50 Jahre „Bense-Beats“ in „Bensemann’s Gasthaus“ in Affinghausen

Affinghausen – 24 Jahre alt, lockiges, langes Haar, Lederjacke: Das alte Foto zeigt Karl-Heinz Bensemann, schon damals, 1975, nur „Kalle“ genannt, in den Anfängen als Discjockey. Hat er die Lederjacke noch? „Klar. Und die passt auch noch“, sagt Bensemann. Die Haare? Immer noch fast schulterlang und lockig, mit deutlich weniger Farbe. Immer noch an seiner Seite: Ehefrau Bärbel. 50 Jahre „Bense-Beats“: für das Gastwirtspaar mal ein ganz eigener Grund für eine Feier.
Natürlich mit Livemucke, aus den Siebzigerjahren: Am Samstag, 4. März, ist die „CCR Revival Band“ aus Minden zu Gast im Affinghäuser „Dorfdisco-Mekka“. Gerne würden Bärbel und Kalle Bensemann einige der Gäste von einst begrüßen, denn: „Die fragen ja immer nach einem Abend für Senioren...“ Sie bekämen einen ganz besonderen, bis 21.50 Uhr freien Eintritt und einen Cocktail gratis.
Und vielleicht sind auch die Jugendlichen von einst dabei, die an einem Dienstag im Januar 1973 beim ersten landwirtschaftlichen Schülerball nach einem Handballturnier zur Musik von „The Whities“ aus Hassel bei Hoya getanzt haben. „Warum machen wir so eine Veranstaltung für die Jugend nicht auch auf einem Samstag?“, habe er sich damals gefragt, erinnert sich Kalle Bensemann.
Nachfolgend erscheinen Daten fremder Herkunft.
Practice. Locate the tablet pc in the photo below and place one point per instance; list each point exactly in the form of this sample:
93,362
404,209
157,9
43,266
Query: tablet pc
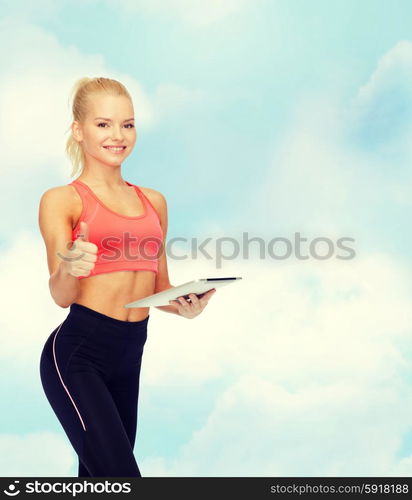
198,287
Für März 1973 wird flugs die zweite Top-Band der Region gebucht, die „Combo 66“ mit Musikern aus Borstel und Sieden. Die „Whities“ spielen auf im April und Mai und ab Herbst 1973 alle 14 Tage Bands aus dem gesamten norddeutschen Raum. Noch heute ist die Szene mit Bands, Veranstaltern, Managern, Vermittlern, Gastronomen gut vernetzt.
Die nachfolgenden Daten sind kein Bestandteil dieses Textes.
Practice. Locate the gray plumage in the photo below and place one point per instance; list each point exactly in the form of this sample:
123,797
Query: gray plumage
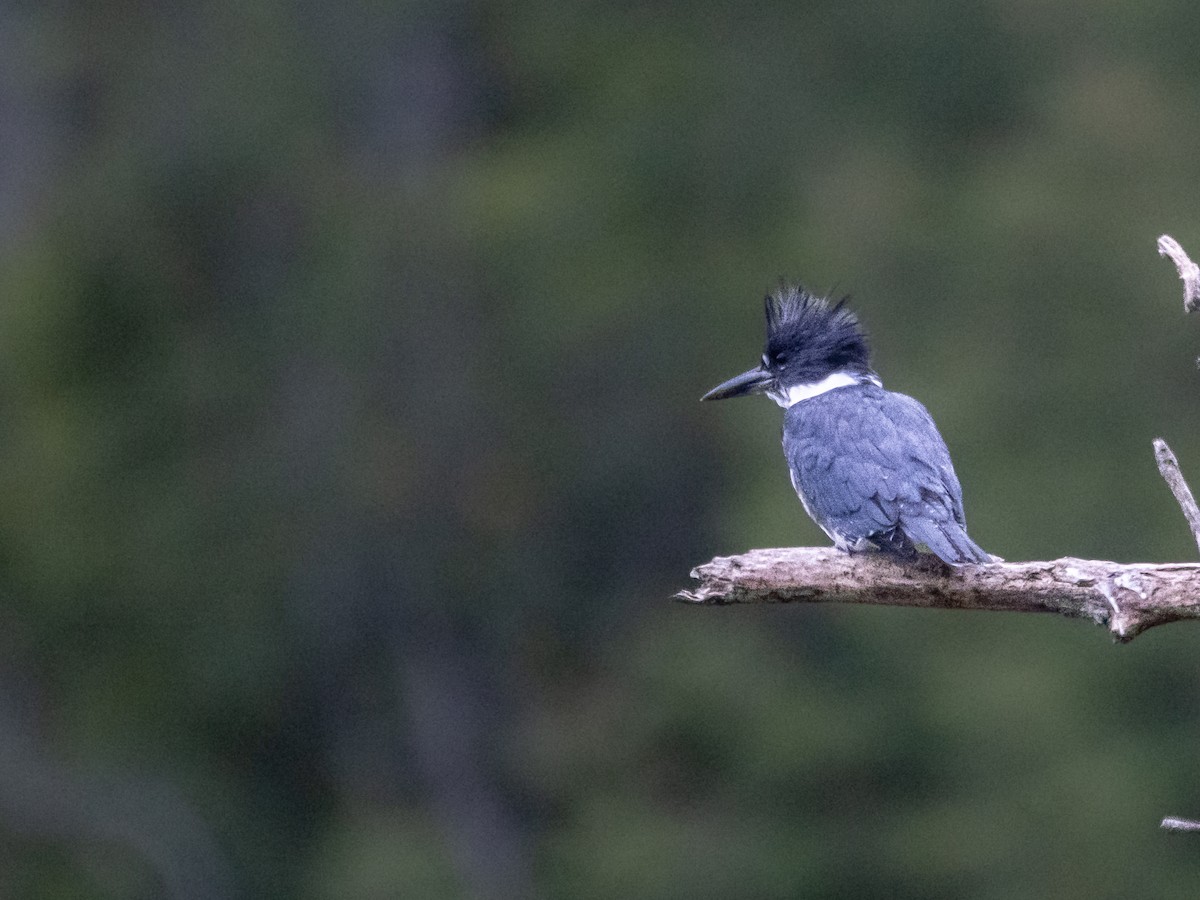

Im Promo-Einsatz für einen Band-Geheimtipp
Und dank einer dieser Kontakte ist eine junge Band nach Affinghausen gebucht, im Nachbarort ist gerade Brokser Markt. „Ich hab’ in der ,Schallplatte‘ in Bremen schnell ein paar Singles gekauft und die bei der Blitzbahn und anderen Fahrgeschäften abgegeben. Damit die Band bekannter wird und die Leute zwei Wochen später zu deren Auftritt nach Affinghausen kommen“, erinnert sich Kalle Bensemann. Die Band ist „Boney M.“ und sei mit einem alten Ford Transit aus München angereist. „Bobby machte den Manager und den Clown, die Mädchen mussten aufbauen. Nach dem Auftritt war Treff am großen Küchentisch, wo es Essen gab“, schildert Kalle den Abend. 14 Tage später sind Boney M. international mit dem Hit „Daddy Cool“ durchgestartet.

50 Jahre Bense-Beats bedeuten eine Fülle an kleinen und großen Geschichten. Bärbel und Kalle Bensemann wohnen über dem Gasthaus – und hier, im Wohnzimmer, bei Currywurst, Pommes und Wasser, sitzt irgendwann Wolfgang Petry, hadert mit der Entscheidung, Sänger zu sein. „Kalle, ich habe keine Lust mehr. Ich habe einen Auftritt im Monat in einer Dorfdisco, im Kohlenpott oder auf Malle.“ Bensemann denkt, irgendwann wird ein Hit kommen. Und dann kommt mit „Verliebt, verloren, vergessen, verzeih’n“ „der“ Hit, mit dem Petry zum Schlager-Star wird.
Livemusik bleibt ein wesentliches Merkmal der Abende in Bensemanns Gasthaus – bis die Discowelle auch nach Affinghausen schwappt. Hatte Kalle Bensemann für seinen Auftritt einst noch Silberfolie als Deko an die Wand geklebt und eine einfache Lichterkette daran drapiert, so hält bald eine moderne Lichtanlage Einzug.
Von Oktober bis Ostern – diese Regel gilt für die Dorfdisco-Abende noch heute, denn: „Im Sommer wollen wir nicht mit den Zeltfeten konkurrieren.“
Es gibt auch lustige Erinnerungen. Das Gastwirtspaar erinnert sich an das „German Hitradio mit DJ Ede“. Ede hatte die Schallplatten hinten im Auto auf der Ablage – bei Sonne keine gute Idee, „die Platten waren alle wellig“, sagt Kalle Bensemann und muss noch heute schmunzeln. „Shocking Blue“ schaffen es wegen Glatteises nicht aus Holland nach Affinghausen. Also bitten Bärbel und Kalle alle Gäste raus, reichen ihnen ihr Geld zurück – und lassen sie bei freiem Eintritt wieder rein.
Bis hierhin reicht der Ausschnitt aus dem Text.